Ancora, al centro delle polemiche, una macchina partita con estrema lentezza e, sebbene pressoché immobile, già in perdita. Tremonti rassicura sull’evento e sul balletto che ha tenuto in ostaggio comune e governo per parecchi mesi: quello sul rilascio dei fondi, a livello nazionale: «Letizia ha detto che ho dato subito tutti i fondi per Expo. Forse da subito subito no, ma poi abbiamo trovato la quadra, e questo è quello che conta: Expo è partita». Un evento – promette – che regalerà ricchezza, lavoro per i giovani e attirerà capitali dall’estero: «Sarà una Expo straordinaria, una Expo che farà vedere a tutto il mondo l’attrattività di Milano, un’Expo in cui ci saranno anche delle sorprese, ci saranno anche delle iniziative stellari». Se si prende la metafora astronomica sul serio, e gli si chiede quali sorprese bisogna attendersi risponde che bisogna «votare la Moratti, e vedrete».
E ancora, restando su Milano ma guardando alla sinistra cittadina: «Gli altri hanno un’idea grigia della città, un’idea tipo “quartieri del dormitorio della Germania est”. Il governo è assolutamente impegnato a fianco di Letizia perché l’Expo non vada in mano di chi non la vuole e non la farebbe certamente bene». «La Milano a cui pensiamo non è quella di Leonardo da Vinci, anche se la Milano di Leonardo non è esattamente quello che si immagina, ma quello che abbiamo in progetto di fare è qualcosa che a Leonardo piacerebbe». Insomma: «Faremo una città che forse sarebbe piaciuta a Leonardo da Vinci, una cosa diversa da via Gluck», dice sistemando i conti con Celentano, appena intervenuto giovedì sera telefonicamente ad Anno Zero a sostegno di Pisapia.

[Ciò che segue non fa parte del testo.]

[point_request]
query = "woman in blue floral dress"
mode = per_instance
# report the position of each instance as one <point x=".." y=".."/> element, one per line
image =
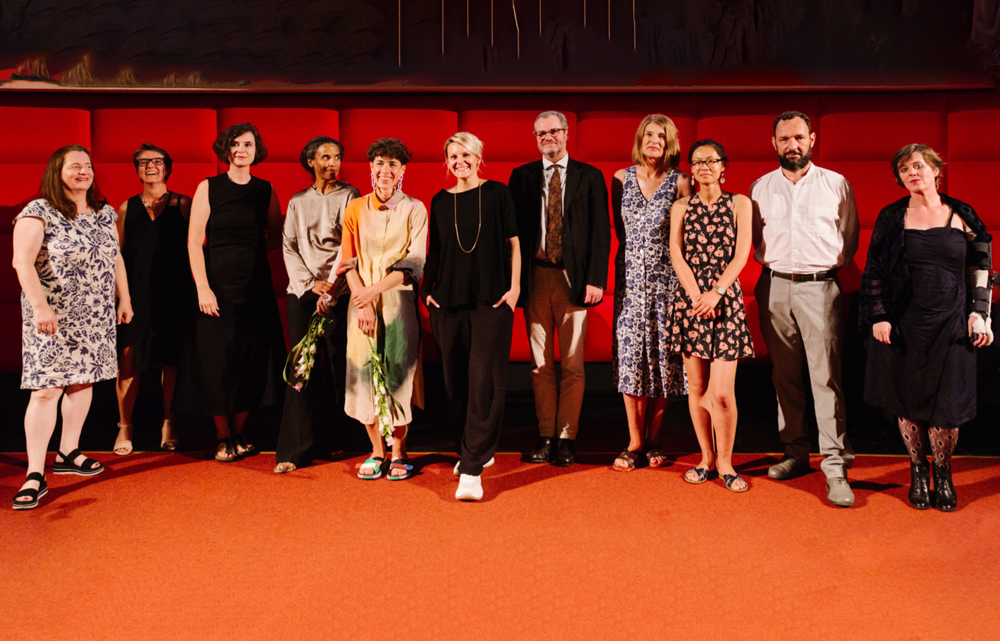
<point x="645" y="369"/>
<point x="67" y="261"/>
<point x="710" y="238"/>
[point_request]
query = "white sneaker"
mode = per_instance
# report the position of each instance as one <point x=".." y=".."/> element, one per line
<point x="485" y="465"/>
<point x="470" y="488"/>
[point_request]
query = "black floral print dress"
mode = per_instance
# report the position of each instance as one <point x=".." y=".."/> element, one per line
<point x="709" y="244"/>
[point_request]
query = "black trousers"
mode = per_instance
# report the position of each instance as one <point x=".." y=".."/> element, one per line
<point x="310" y="414"/>
<point x="474" y="343"/>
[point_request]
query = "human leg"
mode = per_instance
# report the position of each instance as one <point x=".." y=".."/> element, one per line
<point x="943" y="441"/>
<point x="168" y="380"/>
<point x="486" y="373"/>
<point x="722" y="384"/>
<point x="781" y="335"/>
<point x="817" y="308"/>
<point x="126" y="390"/>
<point x="700" y="406"/>
<point x="39" y="423"/>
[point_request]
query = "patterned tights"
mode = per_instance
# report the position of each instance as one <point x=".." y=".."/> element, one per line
<point x="915" y="436"/>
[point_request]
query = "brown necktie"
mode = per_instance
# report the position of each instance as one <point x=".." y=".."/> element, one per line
<point x="553" y="212"/>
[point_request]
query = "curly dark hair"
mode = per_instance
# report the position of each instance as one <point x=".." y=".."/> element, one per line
<point x="389" y="148"/>
<point x="167" y="161"/>
<point x="309" y="151"/>
<point x="224" y="143"/>
<point x="708" y="142"/>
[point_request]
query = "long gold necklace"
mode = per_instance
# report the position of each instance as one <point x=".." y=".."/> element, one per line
<point x="459" y="236"/>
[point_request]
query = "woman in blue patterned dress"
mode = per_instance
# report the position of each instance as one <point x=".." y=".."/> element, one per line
<point x="67" y="261"/>
<point x="646" y="371"/>
<point x="710" y="239"/>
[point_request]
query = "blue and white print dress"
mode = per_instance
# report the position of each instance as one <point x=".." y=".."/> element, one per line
<point x="643" y="359"/>
<point x="76" y="266"/>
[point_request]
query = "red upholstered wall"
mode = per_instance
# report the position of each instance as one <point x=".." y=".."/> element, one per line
<point x="857" y="135"/>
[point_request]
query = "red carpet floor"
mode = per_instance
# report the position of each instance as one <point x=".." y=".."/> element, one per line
<point x="175" y="547"/>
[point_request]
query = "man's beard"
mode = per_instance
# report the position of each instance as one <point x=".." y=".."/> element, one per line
<point x="795" y="164"/>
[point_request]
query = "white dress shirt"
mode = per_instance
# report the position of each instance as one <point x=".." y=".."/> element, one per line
<point x="805" y="227"/>
<point x="547" y="169"/>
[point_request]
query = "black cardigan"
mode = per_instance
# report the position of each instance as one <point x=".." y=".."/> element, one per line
<point x="887" y="273"/>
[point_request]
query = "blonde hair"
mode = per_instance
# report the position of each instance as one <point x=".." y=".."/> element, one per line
<point x="467" y="140"/>
<point x="931" y="157"/>
<point x="671" y="155"/>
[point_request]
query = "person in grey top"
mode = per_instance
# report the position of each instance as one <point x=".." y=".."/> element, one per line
<point x="311" y="248"/>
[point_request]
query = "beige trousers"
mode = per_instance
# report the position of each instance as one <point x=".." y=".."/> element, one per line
<point x="803" y="327"/>
<point x="550" y="312"/>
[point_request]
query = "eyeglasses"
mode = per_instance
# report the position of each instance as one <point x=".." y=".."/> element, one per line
<point x="550" y="132"/>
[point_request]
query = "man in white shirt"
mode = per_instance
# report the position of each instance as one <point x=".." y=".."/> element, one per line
<point x="805" y="230"/>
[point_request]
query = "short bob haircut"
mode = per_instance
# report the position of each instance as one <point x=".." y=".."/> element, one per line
<point x="224" y="143"/>
<point x="792" y="115"/>
<point x="931" y="157"/>
<point x="467" y="140"/>
<point x="54" y="190"/>
<point x="309" y="151"/>
<point x="671" y="155"/>
<point x="389" y="148"/>
<point x="168" y="163"/>
<point x="708" y="142"/>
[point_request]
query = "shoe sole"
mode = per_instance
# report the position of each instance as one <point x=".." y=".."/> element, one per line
<point x="30" y="505"/>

«La mia campagna elettorale è stata il decreto – continua – per lo sviluppo che mi ha impegnato per un po’, poi sono stato un po’ in giro, in Lussemburgo, ad Aquileia per il Papa e poi sono andato in Emilia, in Calabria, in Campania, prima di arrivare qui a Milano». Conclusa la conferenza stampa, Tremonti congeda la Moratti che raggiunge Bossi poco più in là, al Castello sforzesco, per il comizio finale. Con la sua scorta si concede una lunga camminata in via Dante, che collega Duomo e Castello, dove è montato il palco del pdl. Poco gremita, a dir la verità, da un pubblico accorso qui per l’aperitivo: ultimo magnete per attrarre voti, congegnato dalla macchina elettorale del centro-destra. Una stretta di mano a Lupi, che nel frattempo si unisce al Ministro nella passeggiata, e Tremonti sale sul palco, chiamato dal collega La Russa: «Sono fiducioso sul buonsenso dei milanesi. Votare due volte sarebbe uno spreco di denaro e la perdita di tempo di riposo». Poi lui e La Russa rivelano che durante il consiglio dei ministri spesso litigano per i biscotti. «Il confronti con Giulio è interessante e prezioso, l’unico problema è che all’ora del caffè in consiglio dei ministri mi ruba i biscotti».
Prima del silenzio elettorale, Tremonti concede un’ultima precisazione: «Non sono io che sostengo Letizia, è lei che sostiene me».